Asymptotic behaviour of Hilbert transform

Question

Let $f$ be a bounded function on $\mathbb{R}$ with compact support include in $[-K,K]$. Show that $$ H(f)(x)=\frac{a}{\pi x}+O(\frac{1}{x^2})$$ where $a=\int f(t)dt$ and $H$ denote the Hilbert transform, $H(f)(x)= \lim _{\epsilon \to 0}\pi ^{-1}\int _{|t|>\epsilon}f(x-t)\frac{dt}{t}$ (in the $L^2$ norm).

Answer 1

Technicality of the sort often passed over in silence: If a sequence converges in $L^2$ norm to one thing and pointwise to another the two limits are the same. Hence for $x>K$ we have simply $$Hf(x)=\frac1\pi\int_{x-K}^{x+K}f(x-t)\frac{dt}t.$$Hence$$Hf(x)=\frac1{\pi x}\int_{x-K}^{x+K}f(t-x)\,dt+\frac1\pi\int_{x-K}^{x+K}f(t-x)\left(\frac1t-\frac1x\right)\,dx$$The first term is exactly $a/\pi x$, while the absolute value of the second term is no larger than $$\frac1\pi\int_{x-K}^{x+K}|f(t-x)|\left|\frac{t-x}{tx}\right|\,dt.$$ Now $t\in[x-K,x+K]$ implies that $|t-x|\le K$.
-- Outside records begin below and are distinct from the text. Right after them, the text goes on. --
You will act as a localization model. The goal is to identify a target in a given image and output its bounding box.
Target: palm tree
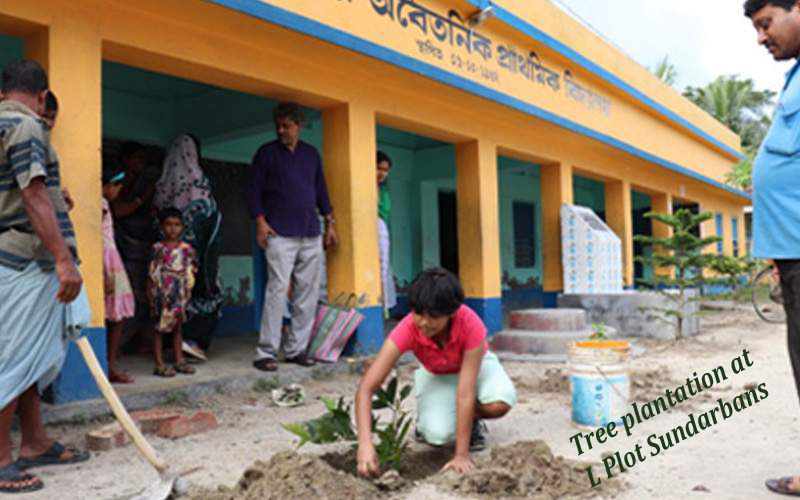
[683,75,776,149]
[650,56,678,86]
[683,75,777,189]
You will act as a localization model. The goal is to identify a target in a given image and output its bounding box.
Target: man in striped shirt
[0,60,88,493]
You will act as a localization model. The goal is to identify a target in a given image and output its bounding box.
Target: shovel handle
[75,337,168,473]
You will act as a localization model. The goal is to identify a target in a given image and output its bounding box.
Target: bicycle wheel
[751,266,786,323]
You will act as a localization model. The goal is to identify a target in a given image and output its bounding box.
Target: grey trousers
[256,236,322,359]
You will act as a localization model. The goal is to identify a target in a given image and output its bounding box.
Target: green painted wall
[572,175,606,216]
[497,156,544,289]
[0,35,25,68]
[103,62,552,304]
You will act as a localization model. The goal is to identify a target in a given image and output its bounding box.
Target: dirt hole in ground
[320,448,453,482]
[190,440,622,500]
[434,440,622,499]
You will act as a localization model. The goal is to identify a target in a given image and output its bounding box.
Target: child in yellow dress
[148,208,197,377]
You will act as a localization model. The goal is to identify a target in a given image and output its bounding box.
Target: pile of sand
[191,451,381,500]
[434,440,622,500]
[190,441,621,500]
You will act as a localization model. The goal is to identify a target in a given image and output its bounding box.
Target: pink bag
[308,294,364,363]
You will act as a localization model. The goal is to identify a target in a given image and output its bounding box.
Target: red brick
[158,411,218,439]
[86,423,130,451]
[131,410,181,434]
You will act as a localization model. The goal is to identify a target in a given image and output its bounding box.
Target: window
[513,201,536,269]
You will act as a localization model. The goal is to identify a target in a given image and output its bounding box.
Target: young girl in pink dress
[103,172,135,384]
[148,208,197,377]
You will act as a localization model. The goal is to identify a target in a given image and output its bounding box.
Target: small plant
[253,378,279,392]
[372,377,412,469]
[283,376,413,469]
[709,255,758,297]
[634,208,720,339]
[589,323,608,340]
[164,391,191,406]
[66,412,91,425]
[283,397,356,448]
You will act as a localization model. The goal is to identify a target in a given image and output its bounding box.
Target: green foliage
[283,397,356,448]
[725,146,758,190]
[253,378,280,392]
[709,255,758,296]
[683,75,777,189]
[683,75,776,148]
[164,391,192,408]
[283,377,413,469]
[634,208,720,338]
[589,323,608,340]
[372,377,412,469]
[650,55,678,86]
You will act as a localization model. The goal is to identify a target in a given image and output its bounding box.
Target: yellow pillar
[722,212,733,256]
[605,180,633,285]
[540,162,573,292]
[650,193,672,276]
[25,11,104,326]
[456,139,502,332]
[322,103,383,352]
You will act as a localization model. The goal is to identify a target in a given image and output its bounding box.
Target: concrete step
[491,328,616,357]
[509,308,589,332]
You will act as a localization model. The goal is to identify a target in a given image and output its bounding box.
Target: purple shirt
[245,140,331,238]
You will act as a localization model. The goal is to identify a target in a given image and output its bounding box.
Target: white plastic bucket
[568,340,631,429]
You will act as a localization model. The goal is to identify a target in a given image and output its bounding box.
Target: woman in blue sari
[155,134,223,359]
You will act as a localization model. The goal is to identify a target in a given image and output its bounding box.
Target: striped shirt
[0,101,77,270]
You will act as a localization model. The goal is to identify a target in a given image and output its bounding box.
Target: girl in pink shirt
[356,268,516,476]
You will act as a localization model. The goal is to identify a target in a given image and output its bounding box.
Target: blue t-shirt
[752,62,800,259]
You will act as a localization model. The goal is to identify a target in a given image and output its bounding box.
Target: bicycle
[751,264,786,323]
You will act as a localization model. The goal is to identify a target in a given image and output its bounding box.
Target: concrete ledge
[509,308,587,332]
[492,330,615,355]
[558,289,699,338]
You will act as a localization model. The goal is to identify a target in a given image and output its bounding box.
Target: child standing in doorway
[356,268,517,476]
[148,208,197,377]
[103,170,135,384]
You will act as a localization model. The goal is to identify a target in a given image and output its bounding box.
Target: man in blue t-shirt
[744,0,800,496]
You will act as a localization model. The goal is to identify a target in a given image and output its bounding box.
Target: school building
[0,0,749,398]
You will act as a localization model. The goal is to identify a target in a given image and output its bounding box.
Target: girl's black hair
[158,207,183,224]
[408,267,464,317]
[377,151,392,168]
[44,90,58,113]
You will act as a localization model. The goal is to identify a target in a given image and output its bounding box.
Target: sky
[552,0,792,92]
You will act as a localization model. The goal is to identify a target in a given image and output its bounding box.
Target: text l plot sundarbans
[569,349,769,488]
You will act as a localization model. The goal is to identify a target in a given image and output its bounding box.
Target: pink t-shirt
[389,305,489,375]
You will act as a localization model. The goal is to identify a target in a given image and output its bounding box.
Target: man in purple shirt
[250,102,337,371]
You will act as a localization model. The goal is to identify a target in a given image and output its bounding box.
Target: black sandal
[764,477,800,497]
[0,463,44,493]
[253,358,278,372]
[17,441,91,469]
[153,365,175,378]
[175,361,196,375]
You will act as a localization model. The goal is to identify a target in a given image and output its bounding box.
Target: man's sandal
[175,361,195,375]
[764,477,800,497]
[0,463,44,493]
[17,441,91,469]
[153,365,175,377]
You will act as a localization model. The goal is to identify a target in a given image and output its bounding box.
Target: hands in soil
[357,443,380,477]
[442,455,475,474]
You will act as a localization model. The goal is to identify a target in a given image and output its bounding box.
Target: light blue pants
[0,263,67,408]
[414,352,517,445]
Suppose now that in fact $x>2K$. Then for any $t\in[x-K,x+K]$ we have $|t|\ge|x|/2$ (in fact $t\ge x-K>x-x/2=x/2$). So the absolute value of the second term is no larger than $c/x^2$.

In fact all this works if just $f\in L^2(\mathbb R)$ and $f$ vanishes outside $[-K,K]$; note that this implies $\int|f|<\infty$.